Unia célèbre cette année son vingtième anniversaire. L'occasion d'évoquer des souvenirs, mais aussi les défis qui attendent le plus grand syndicat de Suisse. Parole à des militants...
«Le Congrès de Bâle a été une belle fête»
Gianna Marly, ancienne présidente du comité vaudois des métallos et membre de la commission de négociations de la Convention collective de travail (CCT) des machines.
«Mon père était syndicaliste et j’ai toujours suivi sa trace, confie Gianna Marly, aujourd’hui retraitée, qui a commencé à travailler à 16 ans, d’abord dans le textile, puis dans la métrologie. Même quand j’ai siégé durant deux législatures au Conseil communal de Lausanne, c’était pour défendre les travailleurs et non autre chose. Je disais: je représente d’abord Unia et après le Parti socialiste…
J’ai participé aux préparatifs en vue du lancement du nouveau syndicat. De nous unir aux maçons était, pour nous autres de la métallurgie, très important. Nous ne sommes pas bien défendus, alors l’existence d’Unia est absolument nécessaire, je pense que c’est le seul syndicat capable de défendre les travailleurs.
Le Congrès de fusion de Bâle était une belle fête. J’ai conservé un drapeau signé par de nombreux collègues et syndicalistes, j’y tiens beaucoup et je le porte parfois quand je vais à une manifestation.

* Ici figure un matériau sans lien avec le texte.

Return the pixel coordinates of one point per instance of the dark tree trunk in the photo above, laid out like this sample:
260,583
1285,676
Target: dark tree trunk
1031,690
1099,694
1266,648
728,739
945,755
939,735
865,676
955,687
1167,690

Unia devrait se montrer plus visible. Mais il faut dire que beaucoup de gens ne se syndiquent plus. C’est un peu dommage, car l’union fait la force. D’après ce que je vois, la relève n’est pas aussi virulente que nous pouvions l’être à l’époque. Quand nous allions négocier la CCT, nous arrivions toujours à obtenir des augmentations salariales. Lorsqu’on a voulu nous supprimer notre 13e salaire, nous sommes allés à Berne manifester. Dans mon entreprise, j’avais fait en sorte que chaque collègue puisse s’exprimer. On se retrouvait au vestiaire pour discuter des problèmes de travail, des horaires ou des timbrages, avant que la commission du personnel ne rencontre la direction. Nous nous battions aussi pour garder des places de travail. Je regrette qu’aujourd’hui nous perdions Vetropack et de nombreux emplois.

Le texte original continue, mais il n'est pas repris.